Вот так она прогуливалась тут и рисовала себе эти картины — ощущая, как намокли снизу шортики. И даже ласково обозвала себя сексуальной маньячкой. Ласково — потому что для нее это было обычное дело, представлять себе такое с увиденным приятным мужчиной и от этого обильно намокать. Любимое занятие, можно сказать.

А теперь вдруг все изменилось. Совсем. И возбуждение прошло в момент. Потому что тот, с кем она себя представляла, куда-то исчез, а из раскрытого окна, в котором она его видела, высовывался огонь. И ей даже показалось, что она видит там, в салоне, какие-то очертания, похожие на человеческие, — и поежилась. Потому что раньше такого никогда не видела.

Ей стало страшно. Все было так тихо, так мирно, так приятно — и день был прекрасный, и хотя и немного жаркий, но тут прохладно было, в переулке, и тень. И так хорошо было прогуливаться, воображая себе такую зрелищную сцену — настолько отчетливо, словно это происходило на экране, а она сидела в зале. И чувствовать себя молодой, эффектной, сексуальной, ужасно привлекательной для мужчин — в тот момент для одного, но очень приятного мужчины. Который сейчас горел тихо и безмолвно в своем изуродованном автомобиле. Наверное, это был шок — потому что она стояла так и смотрела и думала совсем о другом. Не о том, о чем, наверное, надо думать в такой момент. А потом огляделась, отметив, что в переулке так никого и нет. Совсем никого — уж такое место. Вроде центр, а домишки крошечные, двух — и трехэтажные, и такая тишина, словно уже выселили всех отсюда на окраины. По крайней мере из вылетевших окон того домика, у которого он стоял, никто не высовывался.

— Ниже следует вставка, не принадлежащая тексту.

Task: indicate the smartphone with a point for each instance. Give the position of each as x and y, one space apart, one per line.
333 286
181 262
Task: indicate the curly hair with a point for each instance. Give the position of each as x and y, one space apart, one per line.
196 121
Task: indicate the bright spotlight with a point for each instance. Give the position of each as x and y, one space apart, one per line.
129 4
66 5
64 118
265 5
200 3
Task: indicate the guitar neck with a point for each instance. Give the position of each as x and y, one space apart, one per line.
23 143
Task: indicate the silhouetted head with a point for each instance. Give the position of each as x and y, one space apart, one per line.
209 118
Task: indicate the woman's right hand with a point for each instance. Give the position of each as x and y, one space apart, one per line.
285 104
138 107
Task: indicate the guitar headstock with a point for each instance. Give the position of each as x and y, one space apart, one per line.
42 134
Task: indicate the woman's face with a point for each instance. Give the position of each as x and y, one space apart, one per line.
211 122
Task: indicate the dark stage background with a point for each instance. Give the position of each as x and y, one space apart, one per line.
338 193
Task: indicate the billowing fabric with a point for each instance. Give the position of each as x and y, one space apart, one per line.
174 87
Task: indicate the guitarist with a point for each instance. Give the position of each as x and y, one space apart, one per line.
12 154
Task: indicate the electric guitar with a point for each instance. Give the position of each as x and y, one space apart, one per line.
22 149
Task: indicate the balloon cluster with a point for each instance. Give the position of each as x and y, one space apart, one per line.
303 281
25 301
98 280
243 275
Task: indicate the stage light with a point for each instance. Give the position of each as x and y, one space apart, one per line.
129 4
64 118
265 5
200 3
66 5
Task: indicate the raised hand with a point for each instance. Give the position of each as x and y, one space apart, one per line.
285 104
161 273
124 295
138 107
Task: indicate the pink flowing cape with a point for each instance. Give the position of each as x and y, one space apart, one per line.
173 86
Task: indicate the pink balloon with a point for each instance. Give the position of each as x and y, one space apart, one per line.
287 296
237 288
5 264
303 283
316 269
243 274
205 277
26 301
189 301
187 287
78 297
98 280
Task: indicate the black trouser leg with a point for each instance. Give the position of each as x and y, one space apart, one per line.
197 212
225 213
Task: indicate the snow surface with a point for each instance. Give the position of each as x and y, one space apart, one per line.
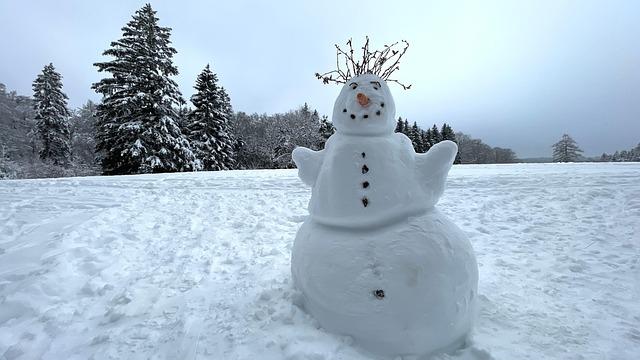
196 265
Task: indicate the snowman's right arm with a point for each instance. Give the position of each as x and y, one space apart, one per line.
308 163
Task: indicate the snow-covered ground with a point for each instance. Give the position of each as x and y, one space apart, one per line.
196 265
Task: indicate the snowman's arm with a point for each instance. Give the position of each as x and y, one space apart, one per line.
308 163
432 167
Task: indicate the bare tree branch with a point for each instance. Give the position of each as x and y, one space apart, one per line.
376 62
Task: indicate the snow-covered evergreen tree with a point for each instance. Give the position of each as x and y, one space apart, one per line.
399 126
138 124
208 126
416 139
566 150
436 137
326 130
52 116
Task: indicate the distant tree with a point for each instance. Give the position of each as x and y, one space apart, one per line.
18 133
267 140
83 132
52 116
424 138
137 122
566 150
447 133
624 155
504 156
326 130
436 137
208 124
400 125
416 139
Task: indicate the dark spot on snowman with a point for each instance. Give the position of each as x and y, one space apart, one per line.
379 294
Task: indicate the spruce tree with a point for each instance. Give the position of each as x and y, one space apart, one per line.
52 116
326 130
436 136
566 150
138 124
416 140
208 126
400 126
424 137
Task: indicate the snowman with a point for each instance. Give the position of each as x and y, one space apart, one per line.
374 259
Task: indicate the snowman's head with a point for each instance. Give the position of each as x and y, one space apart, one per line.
365 107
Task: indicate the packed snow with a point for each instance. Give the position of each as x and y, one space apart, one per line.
197 265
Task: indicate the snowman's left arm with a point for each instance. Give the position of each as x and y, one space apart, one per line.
433 166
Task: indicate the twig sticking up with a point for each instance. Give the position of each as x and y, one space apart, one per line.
376 62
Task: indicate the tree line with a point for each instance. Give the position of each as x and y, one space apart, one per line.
143 124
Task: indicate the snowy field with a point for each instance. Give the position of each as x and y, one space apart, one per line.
196 265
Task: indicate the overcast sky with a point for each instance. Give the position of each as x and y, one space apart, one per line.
516 74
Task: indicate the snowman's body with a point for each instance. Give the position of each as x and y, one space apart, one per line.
373 170
375 260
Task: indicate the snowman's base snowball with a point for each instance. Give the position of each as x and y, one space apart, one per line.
405 289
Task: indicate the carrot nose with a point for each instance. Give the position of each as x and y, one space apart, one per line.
363 100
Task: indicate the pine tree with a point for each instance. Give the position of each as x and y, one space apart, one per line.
52 117
566 150
326 130
436 136
138 124
424 137
208 127
399 126
447 133
415 138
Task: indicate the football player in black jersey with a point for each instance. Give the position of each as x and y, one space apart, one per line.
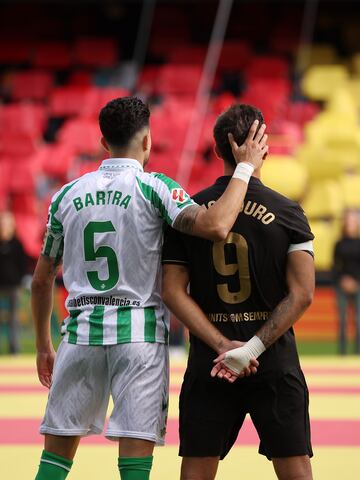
250 288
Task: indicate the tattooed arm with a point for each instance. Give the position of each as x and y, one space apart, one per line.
42 304
215 223
301 284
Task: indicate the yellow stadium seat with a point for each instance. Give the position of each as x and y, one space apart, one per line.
332 161
285 175
324 200
316 54
353 87
355 63
326 235
341 102
320 81
351 190
333 128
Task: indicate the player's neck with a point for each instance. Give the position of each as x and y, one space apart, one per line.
131 153
229 170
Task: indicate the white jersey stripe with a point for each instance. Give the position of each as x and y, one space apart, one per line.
108 226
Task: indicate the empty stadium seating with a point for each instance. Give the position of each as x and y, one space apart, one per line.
310 100
285 175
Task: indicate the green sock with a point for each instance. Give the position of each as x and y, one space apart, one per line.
135 468
53 467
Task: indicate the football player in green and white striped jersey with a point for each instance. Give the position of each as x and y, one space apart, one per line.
106 228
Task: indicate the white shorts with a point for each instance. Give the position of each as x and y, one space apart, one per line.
136 375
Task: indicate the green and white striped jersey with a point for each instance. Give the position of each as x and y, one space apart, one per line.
107 226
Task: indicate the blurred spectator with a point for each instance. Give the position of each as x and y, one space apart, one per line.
347 278
13 262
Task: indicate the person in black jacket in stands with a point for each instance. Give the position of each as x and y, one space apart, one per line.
347 277
13 261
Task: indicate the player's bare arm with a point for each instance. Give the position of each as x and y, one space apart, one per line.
41 304
301 284
176 297
216 222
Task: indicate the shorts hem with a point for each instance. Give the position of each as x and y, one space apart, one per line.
114 435
286 455
70 432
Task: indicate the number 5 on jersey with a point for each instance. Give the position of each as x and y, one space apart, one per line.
91 254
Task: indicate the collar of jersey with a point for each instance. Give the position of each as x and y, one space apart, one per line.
226 179
117 163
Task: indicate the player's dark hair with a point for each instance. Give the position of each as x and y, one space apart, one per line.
236 120
121 119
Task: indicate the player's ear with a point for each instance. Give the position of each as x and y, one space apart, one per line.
217 153
104 144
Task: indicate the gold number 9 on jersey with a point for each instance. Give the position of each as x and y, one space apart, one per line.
241 268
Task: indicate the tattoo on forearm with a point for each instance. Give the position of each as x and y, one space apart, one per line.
272 329
186 220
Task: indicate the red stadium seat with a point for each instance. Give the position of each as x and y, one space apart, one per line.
23 117
70 100
147 79
19 145
23 202
20 175
187 54
15 52
52 55
30 232
234 55
96 52
179 79
100 97
266 67
58 161
33 84
80 78
82 135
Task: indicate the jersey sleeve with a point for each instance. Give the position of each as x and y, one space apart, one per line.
166 196
294 220
53 245
174 251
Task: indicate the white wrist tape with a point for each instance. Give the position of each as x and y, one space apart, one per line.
239 358
243 171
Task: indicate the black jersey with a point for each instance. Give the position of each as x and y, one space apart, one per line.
238 282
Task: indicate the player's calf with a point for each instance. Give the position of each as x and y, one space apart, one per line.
53 467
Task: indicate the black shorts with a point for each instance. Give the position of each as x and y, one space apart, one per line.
213 411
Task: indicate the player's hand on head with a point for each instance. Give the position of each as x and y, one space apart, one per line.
45 364
255 147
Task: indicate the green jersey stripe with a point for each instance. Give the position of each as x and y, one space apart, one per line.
166 331
124 324
55 225
171 185
150 324
60 251
49 240
72 326
150 194
169 182
96 320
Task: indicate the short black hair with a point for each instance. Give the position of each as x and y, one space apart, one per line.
122 118
236 120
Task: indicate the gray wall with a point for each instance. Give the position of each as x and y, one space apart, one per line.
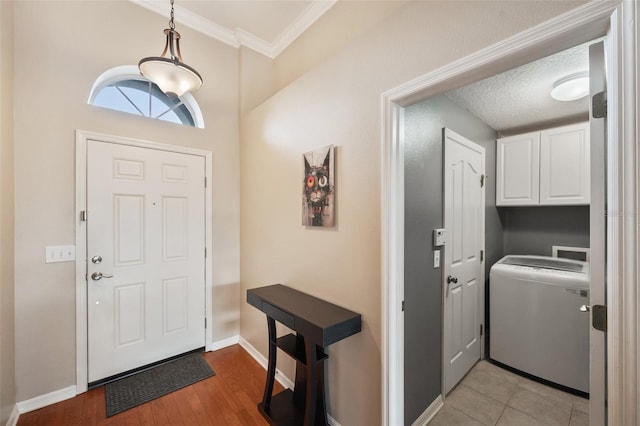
533 230
423 213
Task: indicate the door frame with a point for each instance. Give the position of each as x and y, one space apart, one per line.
619 20
481 284
82 137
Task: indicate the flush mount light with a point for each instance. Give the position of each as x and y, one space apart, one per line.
571 87
172 76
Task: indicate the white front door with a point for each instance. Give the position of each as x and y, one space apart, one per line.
146 237
463 265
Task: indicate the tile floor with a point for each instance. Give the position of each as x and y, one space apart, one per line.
490 395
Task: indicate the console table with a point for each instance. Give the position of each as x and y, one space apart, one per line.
317 324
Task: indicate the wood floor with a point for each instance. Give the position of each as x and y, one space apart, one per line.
228 398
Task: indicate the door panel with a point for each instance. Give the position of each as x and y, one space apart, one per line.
145 212
463 270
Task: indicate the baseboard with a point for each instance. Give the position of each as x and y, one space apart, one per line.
280 377
13 418
47 399
219 344
430 412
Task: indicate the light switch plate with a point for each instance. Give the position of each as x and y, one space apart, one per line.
55 254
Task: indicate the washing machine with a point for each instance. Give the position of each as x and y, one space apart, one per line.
536 325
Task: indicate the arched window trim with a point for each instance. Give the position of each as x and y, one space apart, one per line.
131 72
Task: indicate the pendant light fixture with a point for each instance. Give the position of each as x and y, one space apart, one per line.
173 76
571 87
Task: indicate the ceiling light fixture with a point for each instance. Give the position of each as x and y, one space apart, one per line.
571 87
173 76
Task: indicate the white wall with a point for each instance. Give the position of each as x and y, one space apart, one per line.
61 47
7 342
338 101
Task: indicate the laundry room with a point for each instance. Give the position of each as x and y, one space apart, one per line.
535 219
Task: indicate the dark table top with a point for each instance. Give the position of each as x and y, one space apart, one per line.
320 321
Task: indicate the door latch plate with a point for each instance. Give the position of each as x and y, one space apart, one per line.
599 317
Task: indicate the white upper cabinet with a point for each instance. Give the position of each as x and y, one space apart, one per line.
550 167
564 165
518 170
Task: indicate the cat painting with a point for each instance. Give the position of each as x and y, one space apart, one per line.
318 190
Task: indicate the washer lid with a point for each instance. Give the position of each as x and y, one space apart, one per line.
545 262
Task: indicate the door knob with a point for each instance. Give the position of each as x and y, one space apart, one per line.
97 276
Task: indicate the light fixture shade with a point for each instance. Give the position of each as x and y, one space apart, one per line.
172 77
571 87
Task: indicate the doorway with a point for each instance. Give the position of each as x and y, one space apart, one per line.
575 27
143 278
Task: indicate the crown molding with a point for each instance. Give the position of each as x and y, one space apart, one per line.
240 37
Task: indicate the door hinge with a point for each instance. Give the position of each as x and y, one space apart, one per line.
599 317
599 105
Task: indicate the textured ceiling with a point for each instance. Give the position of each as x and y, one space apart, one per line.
519 99
265 19
266 26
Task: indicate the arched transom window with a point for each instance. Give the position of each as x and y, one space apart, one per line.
124 89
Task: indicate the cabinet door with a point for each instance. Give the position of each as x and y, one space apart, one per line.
518 170
564 165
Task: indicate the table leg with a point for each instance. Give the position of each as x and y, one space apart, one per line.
311 394
271 370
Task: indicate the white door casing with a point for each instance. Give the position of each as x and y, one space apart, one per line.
464 163
152 195
597 237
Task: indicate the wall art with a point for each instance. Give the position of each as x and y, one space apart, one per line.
318 188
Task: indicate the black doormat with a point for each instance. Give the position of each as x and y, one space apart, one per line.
155 382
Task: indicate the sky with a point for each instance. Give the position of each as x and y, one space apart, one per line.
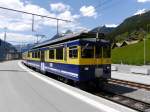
83 14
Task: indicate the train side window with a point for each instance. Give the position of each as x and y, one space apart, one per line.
32 54
28 54
59 53
73 52
106 52
38 54
87 51
35 54
98 52
51 54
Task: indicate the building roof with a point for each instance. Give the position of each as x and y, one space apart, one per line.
67 38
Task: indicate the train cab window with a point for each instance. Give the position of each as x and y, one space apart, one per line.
38 54
106 52
51 54
73 52
32 54
87 51
59 53
28 55
98 52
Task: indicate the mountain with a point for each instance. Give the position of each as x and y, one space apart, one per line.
103 29
132 27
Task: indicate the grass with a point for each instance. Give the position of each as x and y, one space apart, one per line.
132 54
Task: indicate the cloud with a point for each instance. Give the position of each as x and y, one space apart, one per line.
140 11
18 38
88 11
111 25
143 1
59 7
22 22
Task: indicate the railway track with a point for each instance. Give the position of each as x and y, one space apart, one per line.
125 101
129 83
122 100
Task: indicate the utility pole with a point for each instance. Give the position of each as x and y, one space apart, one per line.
5 34
57 26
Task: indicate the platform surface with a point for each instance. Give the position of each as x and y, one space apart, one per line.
23 90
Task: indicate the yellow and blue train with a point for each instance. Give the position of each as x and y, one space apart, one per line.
79 57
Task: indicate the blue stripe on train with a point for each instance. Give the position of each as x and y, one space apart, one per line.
73 72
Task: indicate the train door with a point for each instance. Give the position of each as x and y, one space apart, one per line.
98 60
42 61
42 56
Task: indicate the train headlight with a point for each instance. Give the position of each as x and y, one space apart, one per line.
86 68
108 67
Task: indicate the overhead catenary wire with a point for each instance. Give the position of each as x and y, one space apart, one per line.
44 16
34 14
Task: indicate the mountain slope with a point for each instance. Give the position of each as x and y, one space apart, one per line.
132 54
131 24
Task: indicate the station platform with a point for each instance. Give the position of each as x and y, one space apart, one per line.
23 90
124 73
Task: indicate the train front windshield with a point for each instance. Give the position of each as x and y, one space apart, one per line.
96 51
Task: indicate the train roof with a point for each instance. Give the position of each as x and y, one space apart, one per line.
66 38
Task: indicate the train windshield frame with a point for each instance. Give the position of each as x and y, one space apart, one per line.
87 51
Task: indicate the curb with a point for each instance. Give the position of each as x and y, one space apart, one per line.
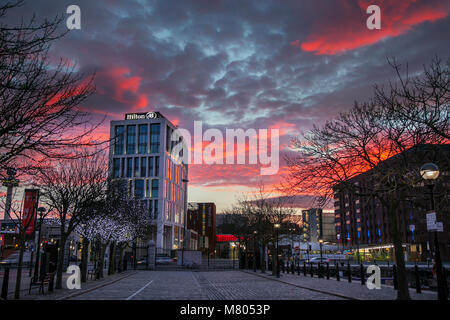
295 285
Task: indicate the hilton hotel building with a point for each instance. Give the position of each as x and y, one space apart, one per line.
140 157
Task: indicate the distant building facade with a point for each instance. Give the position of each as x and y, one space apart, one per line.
364 222
317 225
201 217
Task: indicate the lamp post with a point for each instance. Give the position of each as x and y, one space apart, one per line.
430 172
233 245
41 211
254 250
277 226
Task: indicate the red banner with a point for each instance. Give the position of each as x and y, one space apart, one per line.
30 204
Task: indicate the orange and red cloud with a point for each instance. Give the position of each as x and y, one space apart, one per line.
349 32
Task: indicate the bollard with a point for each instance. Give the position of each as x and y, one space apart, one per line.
416 272
349 276
4 294
394 271
363 280
338 276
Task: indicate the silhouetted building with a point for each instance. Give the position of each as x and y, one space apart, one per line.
201 217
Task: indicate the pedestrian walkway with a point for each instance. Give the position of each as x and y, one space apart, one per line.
90 285
342 288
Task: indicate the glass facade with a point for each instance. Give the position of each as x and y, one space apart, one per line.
143 138
155 188
129 167
150 167
136 167
119 143
116 168
143 167
155 137
139 188
131 139
149 175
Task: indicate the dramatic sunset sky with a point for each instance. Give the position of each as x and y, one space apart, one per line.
241 64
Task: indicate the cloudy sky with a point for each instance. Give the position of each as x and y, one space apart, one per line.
242 64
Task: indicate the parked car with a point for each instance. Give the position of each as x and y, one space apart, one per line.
163 259
319 260
13 259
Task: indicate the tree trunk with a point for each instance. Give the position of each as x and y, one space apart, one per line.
19 268
274 262
263 258
112 253
102 259
59 270
403 291
120 257
84 259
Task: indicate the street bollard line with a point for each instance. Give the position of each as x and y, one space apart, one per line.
137 292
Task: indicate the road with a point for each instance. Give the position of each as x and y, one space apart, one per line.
235 285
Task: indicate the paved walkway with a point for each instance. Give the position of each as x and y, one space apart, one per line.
220 285
342 288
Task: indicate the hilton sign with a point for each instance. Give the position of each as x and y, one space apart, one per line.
141 116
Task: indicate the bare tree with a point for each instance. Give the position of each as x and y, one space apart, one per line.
22 221
368 141
422 100
71 189
39 113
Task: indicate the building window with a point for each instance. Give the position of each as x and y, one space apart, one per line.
118 146
143 167
129 167
116 168
131 139
150 209
155 188
143 138
154 137
150 167
139 188
136 167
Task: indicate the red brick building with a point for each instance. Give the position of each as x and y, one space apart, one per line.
201 217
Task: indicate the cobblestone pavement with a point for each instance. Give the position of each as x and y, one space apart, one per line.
222 285
353 290
188 285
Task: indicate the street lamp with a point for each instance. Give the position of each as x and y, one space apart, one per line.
41 211
277 226
254 250
233 245
430 172
320 243
184 221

Так что она была тут одна — и смотрела на искореженный до неузнаваемости джип, вспоминая сидевшего в нем мужчину и то, о чем думала, представляя их вдвоем. То, что теперь уже не могло состояться, — по вине мужчины, естественно. Который произвел на нее такое благоприятное впечатление — а оказался таким же, как большинство ее знакомых мужчин. Разочаровав и не доставив никакого удовольствия — и исчезнув, когда она уже нарисовала такую красивую сцену.

Она сказала себе, что это к лучшему — то, что он так внезапно исчез. Может, было бы куда хуже, если бы он остался. Он бы, конечно, в любом случае ее пригласил бы куда-нибудь — она умела истолковывать мужские взгляды, — но он мог оказаться импотентом, или жутким занудой, или непроходимым тупицей. И на следующее утро она подумала бы в который раз, что снова доказала себе, что практически неотразима для большинства мужчин, — вот только почему-то среди этого большинства ей никак не попадется неотразимый мужчина.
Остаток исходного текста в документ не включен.